Conscientes que enfrente tenían a un equipo que le marcó ocho goles al Barcelona en la Champions League, Tigres salió al terreno de juego precavido, pero con personalidad. Aquino y Quiñones hacían puntuales coberturas defensivas constantemente y Luis el "Chaka" Rodríguez, acostumbrado a explotar la banda derecha, jugaba mesuradamente sabiendo que enfrentaba en ese carril al joven portento físico Alphonso Davies.

A pesar de un buen inicio de Tigres, el transcurrir del encuentro fue asestándole golpes de realidad provenientes de contadas "pisadas al acelerador" por parte del Gigante de Baviera, que jugó a medio gas y sin importantes hombres como Goretzka, Müller o Boateng.

Contrario a los pronósticos, los felinos se marcharon al descanso con el arco en cero gracias a un gol anulado a Kimmich por fuera de lugar de Lewandowski.

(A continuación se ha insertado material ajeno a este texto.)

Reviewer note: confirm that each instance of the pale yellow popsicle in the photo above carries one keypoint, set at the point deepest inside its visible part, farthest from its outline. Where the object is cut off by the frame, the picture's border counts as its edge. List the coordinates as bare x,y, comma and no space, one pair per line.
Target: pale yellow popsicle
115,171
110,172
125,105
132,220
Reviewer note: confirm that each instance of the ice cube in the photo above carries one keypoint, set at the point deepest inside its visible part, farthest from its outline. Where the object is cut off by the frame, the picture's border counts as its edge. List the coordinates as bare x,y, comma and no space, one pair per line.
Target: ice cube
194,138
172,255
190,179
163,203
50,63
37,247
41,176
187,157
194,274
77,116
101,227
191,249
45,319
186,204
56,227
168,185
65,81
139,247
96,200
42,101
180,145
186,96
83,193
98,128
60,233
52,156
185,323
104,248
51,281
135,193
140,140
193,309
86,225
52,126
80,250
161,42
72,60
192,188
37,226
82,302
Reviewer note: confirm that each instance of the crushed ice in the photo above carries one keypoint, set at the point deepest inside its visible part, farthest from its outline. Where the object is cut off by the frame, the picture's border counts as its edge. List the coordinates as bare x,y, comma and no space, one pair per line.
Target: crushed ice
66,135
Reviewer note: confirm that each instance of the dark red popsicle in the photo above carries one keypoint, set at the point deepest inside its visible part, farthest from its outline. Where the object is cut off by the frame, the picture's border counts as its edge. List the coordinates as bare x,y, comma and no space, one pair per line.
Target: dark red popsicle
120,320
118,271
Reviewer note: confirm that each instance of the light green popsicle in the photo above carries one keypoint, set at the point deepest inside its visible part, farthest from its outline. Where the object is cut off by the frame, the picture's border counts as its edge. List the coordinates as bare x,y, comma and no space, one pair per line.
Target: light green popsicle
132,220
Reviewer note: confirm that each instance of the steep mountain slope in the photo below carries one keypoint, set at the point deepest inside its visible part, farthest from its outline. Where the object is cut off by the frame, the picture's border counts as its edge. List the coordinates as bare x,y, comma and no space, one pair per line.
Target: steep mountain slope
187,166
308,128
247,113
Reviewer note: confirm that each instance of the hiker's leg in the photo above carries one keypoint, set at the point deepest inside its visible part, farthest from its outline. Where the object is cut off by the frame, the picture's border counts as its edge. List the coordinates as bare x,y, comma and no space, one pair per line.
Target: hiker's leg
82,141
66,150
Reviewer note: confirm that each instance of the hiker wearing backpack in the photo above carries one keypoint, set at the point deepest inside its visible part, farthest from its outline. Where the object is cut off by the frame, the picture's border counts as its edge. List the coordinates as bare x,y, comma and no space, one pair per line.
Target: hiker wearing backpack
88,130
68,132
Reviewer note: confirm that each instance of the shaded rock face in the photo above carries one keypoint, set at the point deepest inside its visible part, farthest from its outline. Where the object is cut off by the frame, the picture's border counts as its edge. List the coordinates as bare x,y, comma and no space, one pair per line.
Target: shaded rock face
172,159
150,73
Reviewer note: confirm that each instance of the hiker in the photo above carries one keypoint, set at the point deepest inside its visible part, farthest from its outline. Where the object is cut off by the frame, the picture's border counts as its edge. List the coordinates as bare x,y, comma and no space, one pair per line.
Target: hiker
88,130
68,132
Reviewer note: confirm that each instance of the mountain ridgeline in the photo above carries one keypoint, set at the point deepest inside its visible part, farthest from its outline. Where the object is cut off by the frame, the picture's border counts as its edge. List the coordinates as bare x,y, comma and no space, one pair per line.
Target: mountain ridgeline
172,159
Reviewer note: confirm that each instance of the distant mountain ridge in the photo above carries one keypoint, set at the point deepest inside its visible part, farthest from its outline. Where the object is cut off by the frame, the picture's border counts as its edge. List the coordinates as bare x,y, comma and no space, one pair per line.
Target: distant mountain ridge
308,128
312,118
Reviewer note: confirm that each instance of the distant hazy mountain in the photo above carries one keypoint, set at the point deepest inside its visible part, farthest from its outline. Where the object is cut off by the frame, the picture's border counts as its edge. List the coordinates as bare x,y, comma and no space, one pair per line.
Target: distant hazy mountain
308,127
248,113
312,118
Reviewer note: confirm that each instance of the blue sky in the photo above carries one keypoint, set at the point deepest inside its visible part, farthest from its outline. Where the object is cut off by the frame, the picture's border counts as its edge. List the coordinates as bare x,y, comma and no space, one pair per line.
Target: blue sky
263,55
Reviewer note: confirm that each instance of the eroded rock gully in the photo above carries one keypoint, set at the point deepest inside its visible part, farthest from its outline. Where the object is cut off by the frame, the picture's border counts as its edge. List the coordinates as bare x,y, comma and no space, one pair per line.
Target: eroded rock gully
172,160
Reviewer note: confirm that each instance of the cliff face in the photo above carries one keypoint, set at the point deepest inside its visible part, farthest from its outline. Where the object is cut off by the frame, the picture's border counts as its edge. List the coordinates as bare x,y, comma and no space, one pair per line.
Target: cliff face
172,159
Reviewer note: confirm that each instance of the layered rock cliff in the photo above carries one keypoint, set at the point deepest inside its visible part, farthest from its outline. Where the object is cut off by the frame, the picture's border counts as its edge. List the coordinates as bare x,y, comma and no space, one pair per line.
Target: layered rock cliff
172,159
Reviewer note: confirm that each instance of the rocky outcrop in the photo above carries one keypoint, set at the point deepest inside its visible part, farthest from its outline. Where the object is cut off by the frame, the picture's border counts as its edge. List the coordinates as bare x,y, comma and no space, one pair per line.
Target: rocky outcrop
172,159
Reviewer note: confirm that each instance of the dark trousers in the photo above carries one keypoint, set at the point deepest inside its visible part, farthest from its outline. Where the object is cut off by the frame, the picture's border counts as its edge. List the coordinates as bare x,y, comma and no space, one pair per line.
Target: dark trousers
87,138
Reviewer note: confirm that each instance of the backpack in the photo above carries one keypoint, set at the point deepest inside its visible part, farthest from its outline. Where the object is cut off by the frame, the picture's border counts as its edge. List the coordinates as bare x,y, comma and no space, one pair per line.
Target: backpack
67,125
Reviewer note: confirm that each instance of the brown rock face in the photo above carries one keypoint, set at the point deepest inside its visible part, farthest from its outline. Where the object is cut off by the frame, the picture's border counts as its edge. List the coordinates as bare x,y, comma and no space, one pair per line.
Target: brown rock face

En el complemento comenzó y la pregunta fue ¿cuánto más podían resistir los felinos? El esfuerzo de Tigres fue gigante; sin embargo, el error que los alejó de la gloria fue milimétrico. Carlos Salcedo habilitó a Lewandowski, quien chocó con Nahuel en su remate y Pavard definió con el arco desguarnecido. La jugada se revisó en el VAR y el silbante validó el gol, pero las repeticiones mostraron que existía una mano por parte del ariete del Bayern.

Fue así como el Bayern Münich emuló la hazaña del Barcelona de 2009, y consiguió el sextete sin dar mucho de qué hablar en un encuentro que fueron superiores y ganaron con lo justo.